GÜNTHER Torsten's profile
avatar

GÜNTHER TorstenORCID_LOGO

  • Department of Organismal Biology, Uppsala Universitet, Uppsala, Sweden
  • Bioinformatics & Computational Biology, Human Evolution, Population Genetics / Genomics
  • recommender

Recommendations:  2

Reviews:  0

Areas of expertise
Please check my personal website for more information: https://tgnthr.wordpress.com

Recommendations:  2

24 May 2024
article picture

mtDNA "Nomenclutter" and its Consequences on the Interpretation of Genetic Data

Resolving the clutter of naming “Eve’s” descendants

Recommended by based on reviews by Nicole Huber, Joshua Daniel Rubin and 1 anonymous reviewer

Nature is complicated and humans often resort to categorization into simplified groups in order to comprehend and manage complex systems. The human mitochondrial genome and its phylogeny are quite complex. Many of those ~16600 base pairs mutated as humans spread across the planet and the resulting phylogeny can be used to illustrate many different aspects of human history and evolution. But it has too many branches and sub-branches to comprehend, which is why major lineages are considered haplogroups. On the highest level, these haplogroups receive capital letters which are then followed by integers and lowercase letters to designate a more fine-scale structure. This nomenclature even inspired semi-fictional literature, such as Bryan Sykes’ “The Seven Daughters of Eve” [1] from 2001 which includes fictional narratives for each of seven “clan mothers” representing seven major European haplogroups (e.g.
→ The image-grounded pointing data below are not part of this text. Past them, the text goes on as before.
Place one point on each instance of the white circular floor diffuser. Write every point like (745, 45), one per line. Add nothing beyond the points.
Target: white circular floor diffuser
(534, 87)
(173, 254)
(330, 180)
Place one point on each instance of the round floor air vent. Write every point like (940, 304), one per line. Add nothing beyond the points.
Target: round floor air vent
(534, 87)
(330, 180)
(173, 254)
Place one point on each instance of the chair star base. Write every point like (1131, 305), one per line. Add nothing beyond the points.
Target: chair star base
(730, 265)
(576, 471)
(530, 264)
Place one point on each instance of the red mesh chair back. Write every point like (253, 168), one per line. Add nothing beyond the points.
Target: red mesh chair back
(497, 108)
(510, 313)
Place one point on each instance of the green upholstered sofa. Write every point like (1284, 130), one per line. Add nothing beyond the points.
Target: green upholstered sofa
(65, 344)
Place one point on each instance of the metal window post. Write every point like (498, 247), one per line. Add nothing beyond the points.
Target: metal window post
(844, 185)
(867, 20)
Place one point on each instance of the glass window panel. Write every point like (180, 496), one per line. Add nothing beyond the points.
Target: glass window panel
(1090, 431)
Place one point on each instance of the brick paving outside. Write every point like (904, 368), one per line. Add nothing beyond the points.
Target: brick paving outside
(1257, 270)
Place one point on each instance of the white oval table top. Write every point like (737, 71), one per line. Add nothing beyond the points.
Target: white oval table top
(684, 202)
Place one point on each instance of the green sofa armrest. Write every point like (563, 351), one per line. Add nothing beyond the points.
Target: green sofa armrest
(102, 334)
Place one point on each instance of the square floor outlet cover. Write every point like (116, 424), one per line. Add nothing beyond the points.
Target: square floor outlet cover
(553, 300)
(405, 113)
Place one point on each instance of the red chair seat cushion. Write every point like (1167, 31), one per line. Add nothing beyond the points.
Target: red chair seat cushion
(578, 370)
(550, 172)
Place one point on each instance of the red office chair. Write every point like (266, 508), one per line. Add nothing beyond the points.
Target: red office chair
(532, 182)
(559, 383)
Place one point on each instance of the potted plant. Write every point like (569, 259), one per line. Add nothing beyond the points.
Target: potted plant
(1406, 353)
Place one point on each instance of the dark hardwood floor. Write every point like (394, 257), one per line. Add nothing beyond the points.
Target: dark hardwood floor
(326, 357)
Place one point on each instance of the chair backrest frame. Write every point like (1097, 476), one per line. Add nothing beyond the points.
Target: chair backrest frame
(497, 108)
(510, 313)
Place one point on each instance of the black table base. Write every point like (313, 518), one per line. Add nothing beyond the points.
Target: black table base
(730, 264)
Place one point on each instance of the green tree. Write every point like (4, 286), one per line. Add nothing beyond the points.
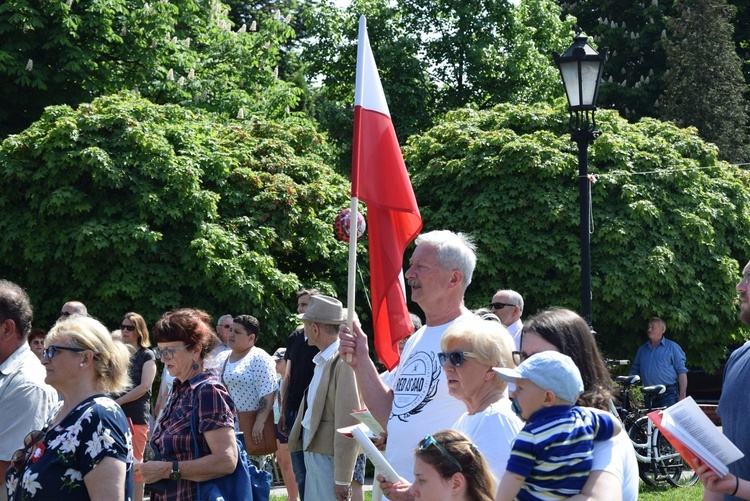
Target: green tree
(705, 87)
(487, 52)
(182, 51)
(671, 222)
(128, 205)
(635, 33)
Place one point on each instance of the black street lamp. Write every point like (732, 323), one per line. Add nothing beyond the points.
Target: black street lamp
(581, 70)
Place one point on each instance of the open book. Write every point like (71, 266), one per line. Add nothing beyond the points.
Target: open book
(693, 434)
(358, 433)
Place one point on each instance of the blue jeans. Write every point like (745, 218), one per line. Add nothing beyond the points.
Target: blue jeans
(298, 457)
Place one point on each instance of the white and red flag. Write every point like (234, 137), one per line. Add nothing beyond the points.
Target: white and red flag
(379, 179)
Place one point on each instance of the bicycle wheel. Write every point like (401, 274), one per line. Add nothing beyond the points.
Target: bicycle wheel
(678, 472)
(650, 472)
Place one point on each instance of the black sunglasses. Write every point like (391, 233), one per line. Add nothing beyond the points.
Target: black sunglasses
(430, 440)
(456, 358)
(500, 306)
(21, 457)
(51, 350)
(519, 356)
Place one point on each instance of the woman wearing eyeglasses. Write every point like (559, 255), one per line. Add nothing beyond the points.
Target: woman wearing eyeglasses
(84, 450)
(142, 370)
(471, 348)
(449, 467)
(614, 473)
(185, 340)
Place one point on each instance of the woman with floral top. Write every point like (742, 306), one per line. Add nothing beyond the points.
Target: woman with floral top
(85, 451)
(185, 339)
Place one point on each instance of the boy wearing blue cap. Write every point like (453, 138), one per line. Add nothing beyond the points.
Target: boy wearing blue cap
(551, 457)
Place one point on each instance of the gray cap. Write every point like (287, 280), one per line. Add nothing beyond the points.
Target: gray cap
(324, 310)
(548, 370)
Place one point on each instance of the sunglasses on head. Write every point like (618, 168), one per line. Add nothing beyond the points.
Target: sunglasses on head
(429, 440)
(21, 457)
(50, 351)
(456, 358)
(168, 353)
(519, 356)
(500, 306)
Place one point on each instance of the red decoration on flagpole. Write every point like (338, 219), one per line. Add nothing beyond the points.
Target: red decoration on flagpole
(379, 179)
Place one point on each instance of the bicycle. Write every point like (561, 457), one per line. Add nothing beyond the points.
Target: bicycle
(658, 461)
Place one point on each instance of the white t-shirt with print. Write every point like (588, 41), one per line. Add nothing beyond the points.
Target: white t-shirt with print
(249, 378)
(421, 403)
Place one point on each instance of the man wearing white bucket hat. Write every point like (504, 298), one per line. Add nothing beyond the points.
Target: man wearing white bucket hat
(326, 406)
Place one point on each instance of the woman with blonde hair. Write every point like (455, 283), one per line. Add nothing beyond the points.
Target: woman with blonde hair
(136, 402)
(449, 467)
(84, 451)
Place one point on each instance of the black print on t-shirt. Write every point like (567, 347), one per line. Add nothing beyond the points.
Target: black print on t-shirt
(416, 385)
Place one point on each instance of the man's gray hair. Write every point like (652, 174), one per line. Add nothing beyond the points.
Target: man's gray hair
(513, 296)
(455, 251)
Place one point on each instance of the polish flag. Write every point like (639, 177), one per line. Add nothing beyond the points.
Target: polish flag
(379, 179)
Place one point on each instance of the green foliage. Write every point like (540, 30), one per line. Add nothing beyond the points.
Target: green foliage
(127, 205)
(667, 236)
(705, 86)
(181, 51)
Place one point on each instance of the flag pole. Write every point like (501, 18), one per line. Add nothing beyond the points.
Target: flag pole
(351, 285)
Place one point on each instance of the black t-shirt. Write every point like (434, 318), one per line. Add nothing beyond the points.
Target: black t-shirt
(138, 410)
(301, 355)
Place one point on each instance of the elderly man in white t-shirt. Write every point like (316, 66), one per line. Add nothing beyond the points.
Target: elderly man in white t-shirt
(25, 400)
(440, 270)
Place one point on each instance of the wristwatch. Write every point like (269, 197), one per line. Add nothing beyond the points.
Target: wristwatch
(175, 475)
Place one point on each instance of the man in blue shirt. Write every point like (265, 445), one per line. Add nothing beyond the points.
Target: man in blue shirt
(661, 361)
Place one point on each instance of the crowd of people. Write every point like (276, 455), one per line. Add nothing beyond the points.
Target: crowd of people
(508, 409)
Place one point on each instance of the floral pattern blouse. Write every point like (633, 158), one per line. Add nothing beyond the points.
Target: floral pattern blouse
(96, 429)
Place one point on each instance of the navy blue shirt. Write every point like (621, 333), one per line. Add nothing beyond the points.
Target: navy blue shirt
(660, 365)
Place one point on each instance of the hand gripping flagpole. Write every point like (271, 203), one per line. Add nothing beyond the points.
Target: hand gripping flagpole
(351, 285)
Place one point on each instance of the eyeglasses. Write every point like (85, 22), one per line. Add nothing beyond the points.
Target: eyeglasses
(500, 306)
(519, 356)
(168, 353)
(50, 351)
(430, 440)
(21, 457)
(456, 358)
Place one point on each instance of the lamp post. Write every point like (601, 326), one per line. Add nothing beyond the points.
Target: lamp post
(581, 69)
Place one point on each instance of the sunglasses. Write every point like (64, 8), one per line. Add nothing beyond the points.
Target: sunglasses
(456, 358)
(50, 351)
(168, 353)
(430, 440)
(500, 306)
(519, 356)
(21, 457)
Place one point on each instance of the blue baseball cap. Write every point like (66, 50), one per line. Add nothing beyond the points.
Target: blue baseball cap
(548, 370)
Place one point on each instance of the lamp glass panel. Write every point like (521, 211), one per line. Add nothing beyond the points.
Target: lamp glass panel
(589, 77)
(569, 72)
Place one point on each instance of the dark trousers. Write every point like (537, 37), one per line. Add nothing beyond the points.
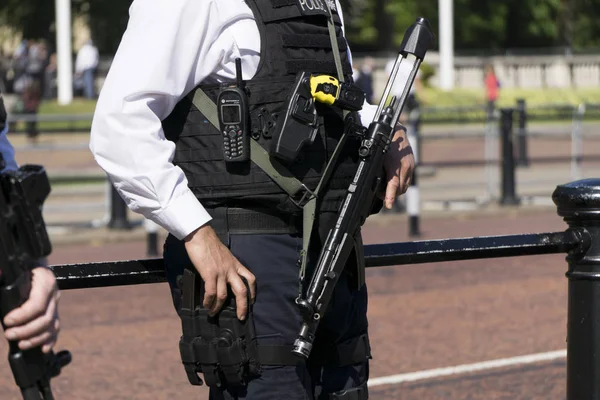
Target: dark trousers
(273, 261)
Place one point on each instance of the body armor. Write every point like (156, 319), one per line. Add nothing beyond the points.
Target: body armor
(294, 37)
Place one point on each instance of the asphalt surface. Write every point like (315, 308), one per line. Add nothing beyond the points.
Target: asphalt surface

Helene representing haplogroup H and Tara representing haplogroup T). But apart from categorizing things, humans also like to make exceptions to rules. For instance, not all haplogroup names consist only of letters and numbers but also special characters. And not everything seems logical or intuitive: the deepest split does not include haplogroup A but the most basal lineage is L0. The main letters also do not represent the same level of the tree structure, Sykes’ Katrine representing haplogroup K should not be considered a “daughter of Eve” but (at best) a granddaughter as K is a sub-haplogroup of U (represented by Ursula). This system and the number of haplogroups have not just reached a point where everything has become incredibly complicated despite supposedly simplifying categories. The inherent arbitrariness can also have serious effects on downstream analysis and the interpretation of results depending on how and on what level the authors of a specific study decide to group their individuals. 

This situation of potential biases introduced through the choice of haplogroup groupings is the motivation for the study by Bajić, Schulmann and Nowick who are using the quite fitting term “nomenclutter” in their title [2]. They are raising an important issue in the inconsistencies introduced by the practice of somewhat arbitrary haplotype groupings which varies across studies and has no common standards in place making comparisons between studies virtually impossible. The study shows that the outcome of certain standard analyses and the interpretation of results are very sensitive to the decision on how to group the different haplotypes. This effect is especially pronounced for populations of African ancestry where the haplotype nomenclature would cut the phylogenetic tree at higher levels and the definition of different lineages is generally more coarse than for other populations.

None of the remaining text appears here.